DataDog / datadog-agent

Main repository for Datadog Agent
https://docs.datadoghq.com/
Apache License 2.0
2.88k stars 1.21k forks source link

panic: runtime error: index out of range [0] with length 0 │ #9516

Closed ajkost closed 2 years ago

ajkost commented 3 years ago

Output of the info page (if this is a bug)

===============
Agent (v7.27.0)
===============

  Status date: 2021-10-14 14:07:15.242 UTC (1634220435242)
  Agent start: 2021-10-14 10:52:17.395 UTC (1634208737395)
  Pid: 1
  Go Version: go1.14.12
  Python Version: 3.8.5
  Build arch: amd64
  Agent flavor: agent
  Check Runners: 4
  Log Level: INFO

  Paths
  =====
    Config File: /etc/datadog-agent/datadog.yaml
    conf.d: /etc/datadog-agent/conf.d
    checks.d: /etc/datadog-agent/checks.d

  Clocks
  ======
    NTP offset: -7.125ms
    System time: 2021-10-14 14:07:15.242 UTC (1634220435242)

  Host Info
  =========
    bootTime: 2021-10-14 10:50:50 UTC (1634208650000)
    kernelArch: x86_64
    kernelVersion: 5.4.120+
    os: linux
    platform: debian
    platformFamily: debian
    platformVersion: bullseye/sid
    procs: 966
    uptime: 1m32s
    virtualizationRole: guest

Describe what happened: Some of our containers got stuck in Removal In Progress state and are being left there without name.

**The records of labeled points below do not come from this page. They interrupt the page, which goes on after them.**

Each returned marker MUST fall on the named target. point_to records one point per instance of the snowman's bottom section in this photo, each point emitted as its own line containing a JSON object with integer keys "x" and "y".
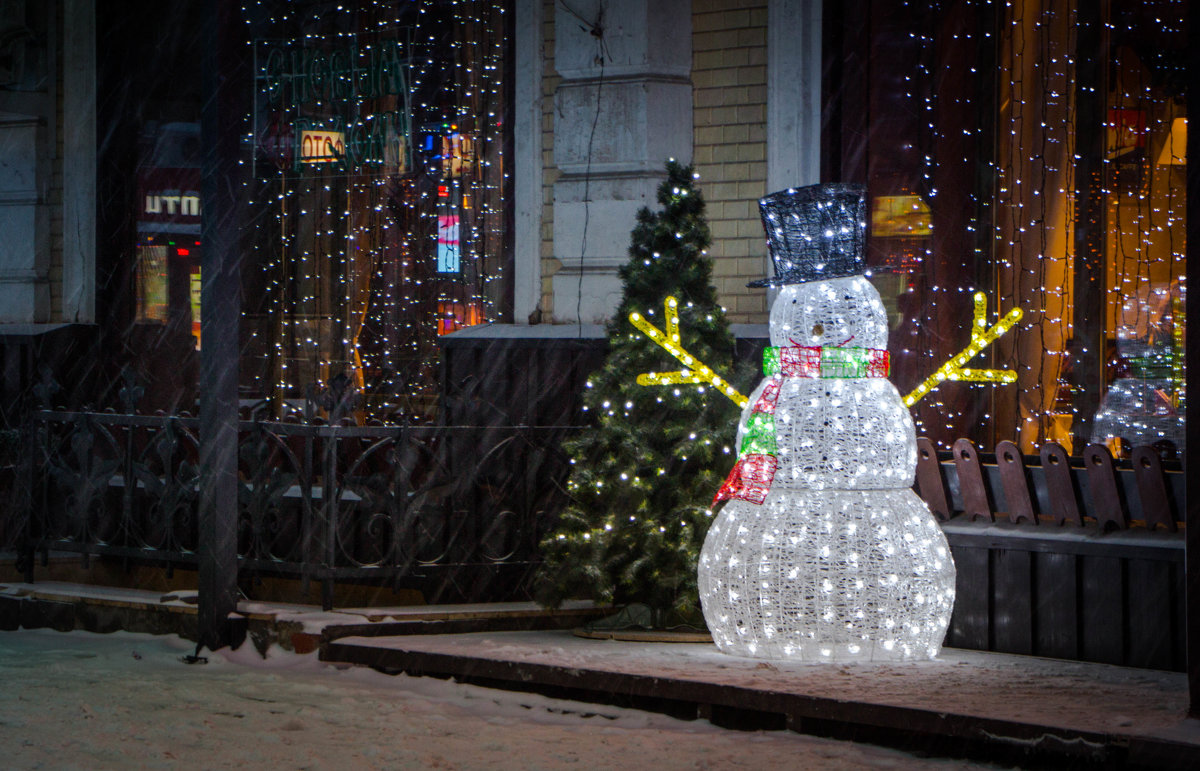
{"x": 828, "y": 575}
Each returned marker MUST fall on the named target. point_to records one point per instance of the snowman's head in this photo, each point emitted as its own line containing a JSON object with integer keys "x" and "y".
{"x": 835, "y": 312}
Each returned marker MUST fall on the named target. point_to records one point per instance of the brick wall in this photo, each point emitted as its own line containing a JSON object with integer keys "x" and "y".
{"x": 729, "y": 75}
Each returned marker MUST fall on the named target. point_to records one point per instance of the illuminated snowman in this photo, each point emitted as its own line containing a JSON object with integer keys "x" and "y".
{"x": 823, "y": 551}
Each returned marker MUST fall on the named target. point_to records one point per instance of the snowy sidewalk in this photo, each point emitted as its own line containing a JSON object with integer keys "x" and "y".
{"x": 1011, "y": 707}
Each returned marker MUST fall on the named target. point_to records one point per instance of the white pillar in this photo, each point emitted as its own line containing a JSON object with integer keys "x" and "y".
{"x": 79, "y": 156}
{"x": 623, "y": 108}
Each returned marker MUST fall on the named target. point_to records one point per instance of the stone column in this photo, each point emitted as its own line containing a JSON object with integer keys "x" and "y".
{"x": 623, "y": 108}
{"x": 24, "y": 222}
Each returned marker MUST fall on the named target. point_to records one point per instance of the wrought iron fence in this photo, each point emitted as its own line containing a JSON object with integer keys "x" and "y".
{"x": 454, "y": 510}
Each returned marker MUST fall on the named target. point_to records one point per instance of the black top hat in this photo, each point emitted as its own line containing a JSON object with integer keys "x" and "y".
{"x": 814, "y": 233}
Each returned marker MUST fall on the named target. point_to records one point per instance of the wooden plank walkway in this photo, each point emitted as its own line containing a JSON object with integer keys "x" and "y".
{"x": 1001, "y": 707}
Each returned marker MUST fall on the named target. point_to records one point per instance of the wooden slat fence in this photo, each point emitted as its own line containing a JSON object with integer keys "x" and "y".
{"x": 1067, "y": 557}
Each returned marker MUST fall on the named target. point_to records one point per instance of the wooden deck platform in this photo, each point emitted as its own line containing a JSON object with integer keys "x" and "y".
{"x": 1000, "y": 707}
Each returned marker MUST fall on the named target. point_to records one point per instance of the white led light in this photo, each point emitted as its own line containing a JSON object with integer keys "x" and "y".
{"x": 841, "y": 560}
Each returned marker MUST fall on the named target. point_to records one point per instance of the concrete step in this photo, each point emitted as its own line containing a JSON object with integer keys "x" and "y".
{"x": 997, "y": 707}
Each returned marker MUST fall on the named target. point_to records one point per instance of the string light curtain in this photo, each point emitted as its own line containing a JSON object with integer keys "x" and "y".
{"x": 379, "y": 181}
{"x": 1030, "y": 149}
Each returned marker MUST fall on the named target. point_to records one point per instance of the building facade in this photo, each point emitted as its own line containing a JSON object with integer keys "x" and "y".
{"x": 412, "y": 169}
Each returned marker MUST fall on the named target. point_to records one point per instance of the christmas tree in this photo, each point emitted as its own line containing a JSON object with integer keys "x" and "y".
{"x": 645, "y": 468}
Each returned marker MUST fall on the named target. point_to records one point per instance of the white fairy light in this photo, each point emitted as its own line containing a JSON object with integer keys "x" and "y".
{"x": 826, "y": 554}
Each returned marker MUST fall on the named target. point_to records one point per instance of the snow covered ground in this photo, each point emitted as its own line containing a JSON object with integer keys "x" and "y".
{"x": 84, "y": 700}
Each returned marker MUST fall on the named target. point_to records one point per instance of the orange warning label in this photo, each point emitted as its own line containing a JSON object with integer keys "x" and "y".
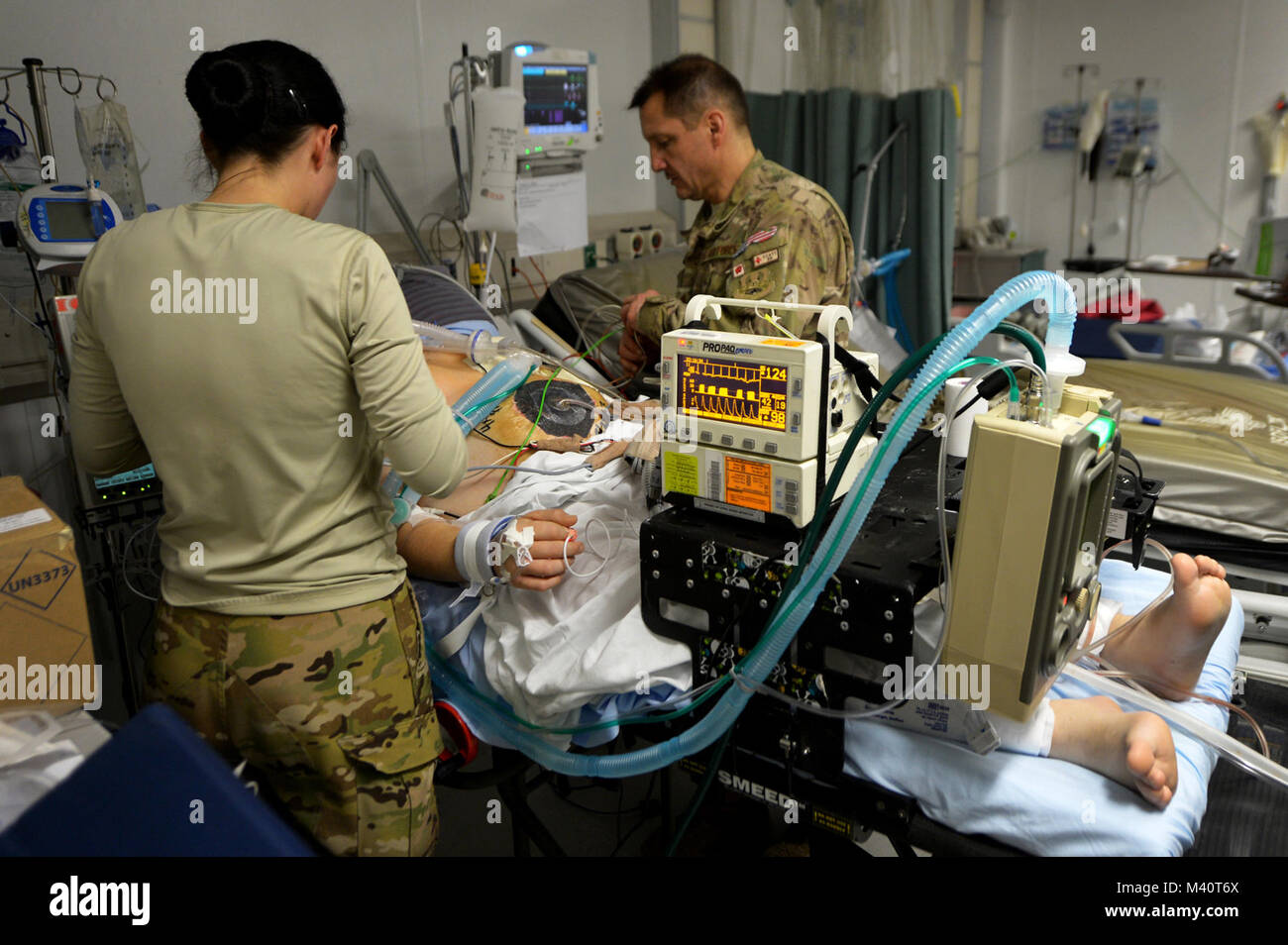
{"x": 748, "y": 484}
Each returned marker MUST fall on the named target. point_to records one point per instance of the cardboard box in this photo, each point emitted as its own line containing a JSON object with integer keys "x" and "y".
{"x": 1265, "y": 248}
{"x": 46, "y": 645}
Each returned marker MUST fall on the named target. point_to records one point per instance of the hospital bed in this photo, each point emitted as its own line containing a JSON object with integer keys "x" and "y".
{"x": 927, "y": 793}
{"x": 934, "y": 794}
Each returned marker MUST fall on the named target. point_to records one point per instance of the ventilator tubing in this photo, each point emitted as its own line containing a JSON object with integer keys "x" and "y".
{"x": 797, "y": 606}
{"x": 502, "y": 378}
{"x": 1233, "y": 750}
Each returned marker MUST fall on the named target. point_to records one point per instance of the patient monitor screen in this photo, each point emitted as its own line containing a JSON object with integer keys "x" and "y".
{"x": 733, "y": 391}
{"x": 555, "y": 99}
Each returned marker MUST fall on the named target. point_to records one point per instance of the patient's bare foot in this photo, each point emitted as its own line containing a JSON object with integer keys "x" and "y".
{"x": 1168, "y": 648}
{"x": 1132, "y": 748}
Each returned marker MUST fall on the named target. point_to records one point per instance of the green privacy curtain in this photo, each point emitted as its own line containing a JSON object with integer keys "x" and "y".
{"x": 824, "y": 136}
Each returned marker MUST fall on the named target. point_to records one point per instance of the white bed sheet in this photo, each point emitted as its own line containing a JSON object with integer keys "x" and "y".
{"x": 1048, "y": 806}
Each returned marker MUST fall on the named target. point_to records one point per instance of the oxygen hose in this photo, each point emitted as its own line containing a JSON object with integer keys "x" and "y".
{"x": 795, "y": 605}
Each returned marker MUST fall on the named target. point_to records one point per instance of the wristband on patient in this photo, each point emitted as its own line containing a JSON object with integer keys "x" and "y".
{"x": 481, "y": 561}
{"x": 1103, "y": 625}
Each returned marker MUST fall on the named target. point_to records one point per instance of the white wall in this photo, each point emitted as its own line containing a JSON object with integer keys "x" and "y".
{"x": 1219, "y": 62}
{"x": 387, "y": 56}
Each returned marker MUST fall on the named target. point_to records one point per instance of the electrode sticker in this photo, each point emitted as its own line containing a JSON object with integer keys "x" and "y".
{"x": 681, "y": 473}
{"x": 11, "y": 523}
{"x": 748, "y": 484}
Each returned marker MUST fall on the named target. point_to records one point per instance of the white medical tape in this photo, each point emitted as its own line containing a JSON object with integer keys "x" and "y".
{"x": 1098, "y": 630}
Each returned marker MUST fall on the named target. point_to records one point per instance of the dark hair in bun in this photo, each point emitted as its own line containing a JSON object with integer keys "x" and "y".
{"x": 259, "y": 98}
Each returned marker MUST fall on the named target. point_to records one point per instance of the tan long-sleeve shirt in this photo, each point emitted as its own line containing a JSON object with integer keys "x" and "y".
{"x": 265, "y": 364}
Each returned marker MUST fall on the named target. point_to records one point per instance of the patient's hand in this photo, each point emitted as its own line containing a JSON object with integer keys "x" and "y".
{"x": 550, "y": 529}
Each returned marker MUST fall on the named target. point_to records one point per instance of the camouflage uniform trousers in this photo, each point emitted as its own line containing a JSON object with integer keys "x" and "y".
{"x": 334, "y": 709}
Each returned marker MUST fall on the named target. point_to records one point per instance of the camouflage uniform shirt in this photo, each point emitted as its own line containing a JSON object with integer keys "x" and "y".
{"x": 777, "y": 230}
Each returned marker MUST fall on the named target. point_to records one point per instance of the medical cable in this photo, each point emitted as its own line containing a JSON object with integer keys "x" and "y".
{"x": 640, "y": 716}
{"x": 1231, "y": 748}
{"x": 1224, "y": 437}
{"x": 535, "y": 472}
{"x": 591, "y": 546}
{"x": 1134, "y": 680}
{"x": 751, "y": 685}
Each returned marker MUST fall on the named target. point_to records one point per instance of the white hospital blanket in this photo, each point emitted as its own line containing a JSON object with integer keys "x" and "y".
{"x": 550, "y": 653}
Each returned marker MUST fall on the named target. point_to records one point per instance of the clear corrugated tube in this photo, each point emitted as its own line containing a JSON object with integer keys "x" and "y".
{"x": 794, "y": 609}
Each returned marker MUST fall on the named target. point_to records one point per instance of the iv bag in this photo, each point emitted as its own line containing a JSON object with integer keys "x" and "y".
{"x": 497, "y": 117}
{"x": 107, "y": 149}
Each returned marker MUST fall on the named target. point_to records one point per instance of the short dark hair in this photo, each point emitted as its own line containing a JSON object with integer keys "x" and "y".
{"x": 690, "y": 85}
{"x": 259, "y": 98}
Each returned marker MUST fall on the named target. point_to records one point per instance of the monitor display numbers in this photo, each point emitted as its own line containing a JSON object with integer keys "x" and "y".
{"x": 555, "y": 99}
{"x": 733, "y": 391}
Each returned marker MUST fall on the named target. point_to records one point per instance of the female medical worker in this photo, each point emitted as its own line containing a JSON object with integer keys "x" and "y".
{"x": 265, "y": 361}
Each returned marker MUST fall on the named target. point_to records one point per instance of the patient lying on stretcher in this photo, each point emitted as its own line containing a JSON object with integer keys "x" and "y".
{"x": 1166, "y": 651}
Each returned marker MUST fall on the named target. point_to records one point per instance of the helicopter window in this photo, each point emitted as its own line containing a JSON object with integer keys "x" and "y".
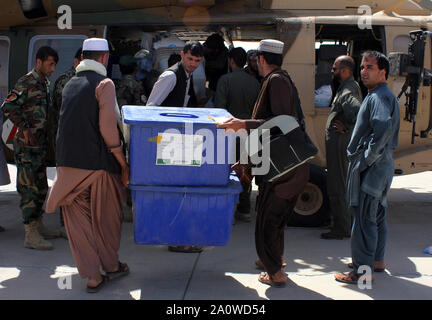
{"x": 66, "y": 47}
{"x": 32, "y": 9}
{"x": 4, "y": 67}
{"x": 401, "y": 43}
{"x": 333, "y": 40}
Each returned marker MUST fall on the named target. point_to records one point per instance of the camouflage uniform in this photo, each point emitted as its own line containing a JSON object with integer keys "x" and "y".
{"x": 27, "y": 106}
{"x": 130, "y": 92}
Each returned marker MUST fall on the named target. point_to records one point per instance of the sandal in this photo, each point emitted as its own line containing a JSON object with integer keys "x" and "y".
{"x": 350, "y": 277}
{"x": 265, "y": 278}
{"x": 259, "y": 265}
{"x": 105, "y": 279}
{"x": 351, "y": 266}
{"x": 123, "y": 270}
{"x": 185, "y": 249}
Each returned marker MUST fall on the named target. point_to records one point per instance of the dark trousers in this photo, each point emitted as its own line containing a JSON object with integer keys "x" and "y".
{"x": 369, "y": 234}
{"x": 272, "y": 217}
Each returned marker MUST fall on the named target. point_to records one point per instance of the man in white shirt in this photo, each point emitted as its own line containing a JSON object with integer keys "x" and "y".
{"x": 174, "y": 87}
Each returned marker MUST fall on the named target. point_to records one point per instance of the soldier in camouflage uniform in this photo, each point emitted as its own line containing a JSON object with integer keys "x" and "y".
{"x": 27, "y": 106}
{"x": 129, "y": 90}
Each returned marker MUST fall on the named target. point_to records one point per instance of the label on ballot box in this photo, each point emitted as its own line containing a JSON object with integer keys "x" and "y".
{"x": 178, "y": 146}
{"x": 179, "y": 149}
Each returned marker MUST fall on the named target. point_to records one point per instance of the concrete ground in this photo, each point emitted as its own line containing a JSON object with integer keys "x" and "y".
{"x": 228, "y": 273}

Probably during check:docker there is no check if the container name is nil here. Agent container ends in CrashLoopBackOff state and is restarting over and over. In agent's logs I can see this:

 2021-10-14 14:18:39 UTC | CORE | INFO | (pkg/collector/runner/runner.go:261 in work) | check:docker | Running check                                                                                             
 panic: runtime error: index out of range [0] with length 0                                                                                                                                                      
 goroutine 466 [running]:                                                                                                                                                                                        
 github.com/DataDog/datadog-agent/pkg/util/docker.(*DockerUtil).dockerContainers(0xc000c102d0, 0xc0021a591e, 0x0, 0x0, 0x0, 0x0, 0x0)                                                                            
     /.omnibus/src/datadog-agent/src/github.com/DataDog/datadog-agent/pkg/util/docker/containers.go:231 +0x120f                                                                                                  
 github.com/DataDog/datadog-agent/pkg/util/docker.(*DockerUtil).ListContainers(0xc000c102d0, 0xc000fc391e, 0x0, 0x0, 0x0, 0x1672e25, 0x5a25c4c)                                                                  
     /.omnibus/src/datadog-agent/src/github.com/DataDog/datadog-agent/pkg/util/docker/containers.go:46 +0x11e                                                                                                    
 github.com/DataDog/datadog-agent/pkg/collector/corechecks/containers/docker.(*DockerCheck).Run(0xc000892460, 0x2e20ed590, 0x63cfa00)                                                                            
     /.omnibus/src/datadog-agent/src/github.com/DataDog/datadog-agent/pkg/collector/corechecks/containers/docker/docker.go:130 +0x2f1                                                                            
 github.com/DataDog/datadog-agent/pkg/collector/runner.(*Runner).work(0xc0009397d0)                                                                                                                              
     /.omnibus/src/datadog-agent/src/github.com/DataDog/datadog-agent/pkg/collector/runner/runner.go:270 +0x4bc                                                                                                  
 created by github.com/DataDog/datadog-agent/pkg/collector/runner.(*Runner).AddWorker                                                                                                                            
     /.omnibus/src/datadog-agent/src/github.com/DataDog/datadog-agent/pkg/collector/runner/runner.go:100 +0x8a

image Describe what you expected: no matter if there is or is not a name of container, I expect normal start of datadog-agent

Steps to reproduce the issue: Still investigating why some of containers ends up in Removal In Progress state, so no exact steps to reproduce.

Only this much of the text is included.